Odile Kennel
deutsch
RECOLHER I
Um beijo de súbito e ao fundo uma régua inteira de rio
Foi o dia em que perdi tudo quase tudo as chaves do carro
até o chão Não teve importância alguma porque
sequer me lembrava até onde estacionara o carro
Acontece-me muito de manhã esquecer-me do lugar
onde à noite estacionei a realidade
O melhor por vezes é sermos mesmo despojados de tudo
quanto menos tivermos menos perdemos
por exemplo o tempo Quanto menos juntarmos
menos desarrumamos por exemplo a vida
sem quinquilharia barata ao fundo da carteira
mais facilmente as coisas nos sobrevêm à mão
por exemplo a solidão
Até esse beijo súbito preso na moldura de um rio inútil
se terá perdido no meio das bugigangas todas que juntámos,
os filhos os livros os brincos (tantos brincos se perdem numa vida)

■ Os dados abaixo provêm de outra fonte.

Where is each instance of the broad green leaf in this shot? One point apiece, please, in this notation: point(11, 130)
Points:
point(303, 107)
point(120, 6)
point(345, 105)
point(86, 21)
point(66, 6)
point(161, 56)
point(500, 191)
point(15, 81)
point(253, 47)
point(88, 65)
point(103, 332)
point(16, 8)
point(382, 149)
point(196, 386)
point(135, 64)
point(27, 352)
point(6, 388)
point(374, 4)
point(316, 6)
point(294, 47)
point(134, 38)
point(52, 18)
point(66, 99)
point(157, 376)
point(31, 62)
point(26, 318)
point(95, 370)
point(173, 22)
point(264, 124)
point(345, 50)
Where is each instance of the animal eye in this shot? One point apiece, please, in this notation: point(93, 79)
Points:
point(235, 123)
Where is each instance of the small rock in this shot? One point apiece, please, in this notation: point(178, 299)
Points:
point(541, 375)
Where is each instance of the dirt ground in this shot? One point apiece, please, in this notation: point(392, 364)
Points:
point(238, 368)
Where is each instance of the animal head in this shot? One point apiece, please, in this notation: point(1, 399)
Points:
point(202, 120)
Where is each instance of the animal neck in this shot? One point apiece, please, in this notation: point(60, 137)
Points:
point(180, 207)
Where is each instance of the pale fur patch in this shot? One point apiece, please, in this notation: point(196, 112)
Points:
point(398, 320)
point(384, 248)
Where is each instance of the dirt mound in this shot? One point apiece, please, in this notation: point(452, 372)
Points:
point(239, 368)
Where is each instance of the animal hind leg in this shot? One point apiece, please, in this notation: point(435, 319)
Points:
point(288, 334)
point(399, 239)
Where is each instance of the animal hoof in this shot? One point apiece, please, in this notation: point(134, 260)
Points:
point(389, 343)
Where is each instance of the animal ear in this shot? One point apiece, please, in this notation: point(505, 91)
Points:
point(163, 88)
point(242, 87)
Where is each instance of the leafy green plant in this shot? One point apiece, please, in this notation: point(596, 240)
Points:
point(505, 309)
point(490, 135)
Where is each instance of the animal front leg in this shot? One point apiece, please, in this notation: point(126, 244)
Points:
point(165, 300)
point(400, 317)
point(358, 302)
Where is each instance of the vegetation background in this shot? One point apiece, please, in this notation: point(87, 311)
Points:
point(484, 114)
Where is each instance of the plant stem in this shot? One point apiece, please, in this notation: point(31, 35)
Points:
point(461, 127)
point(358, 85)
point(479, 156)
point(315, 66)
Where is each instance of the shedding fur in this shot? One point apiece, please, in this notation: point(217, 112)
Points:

as ferramentas as casas a papelada a mobília as
roupas as tralhas e as palavras as memórias os bibelots
que já eram dos avós: os velhos guardam sempre tanto lixo
tantos fios eléctricos embaraçados tanta meia sem par
tanto amor desirmanado por aí
por onde?
Nesta confusão de tudo recolhermos em desalinho
como encontrar, então, de súbito
o beijo ao precisarmos dele
ou a moldura
ou mesmo o Tejo imóvel lá por dentro?
Aus: As orelhas de KARENIN
Lisboa: Abysmo, 2019
Audioproduktion: Casa Fernando Pessoa
SAMMELN I
Ein unerwarteter Kuss und im Hintergrund ein ganzes Flusslineal
Es war der Tag, an dem ich alles verlor fast alles die Autoschlüssel
und sogar den Boden unter den Füßen Nicht schlimm
ich wusste eh nicht mehr, wo ich das Auto geparkt hatte
Das geht mir oft so, dass ich morgens nicht mehr weiß
wo ich am Vorabend die Wirklichkeit geparkt habe
Manchmal ist es besser, alles los zu sein
je weniger wir haben, desto weniger verlieren wir
zum Beispiel Zeit Je weniger wir ansammeln
desto weniger kommt durcheinander zum Beispiel das Leben
haben wir weniger wertlosen Krams in der Handtasche
sind die Dinge leichter zur Hand
zum Beispiel Einsamkeit
Sogar dieser unerwartete Kuss, gefangen im Rahmen eines unnützen Flusses
hat sich wohl verloren im angesammelten Krempel
Kinder Bücher Ohrringe (so viele verlorene Ohrringe im Leben)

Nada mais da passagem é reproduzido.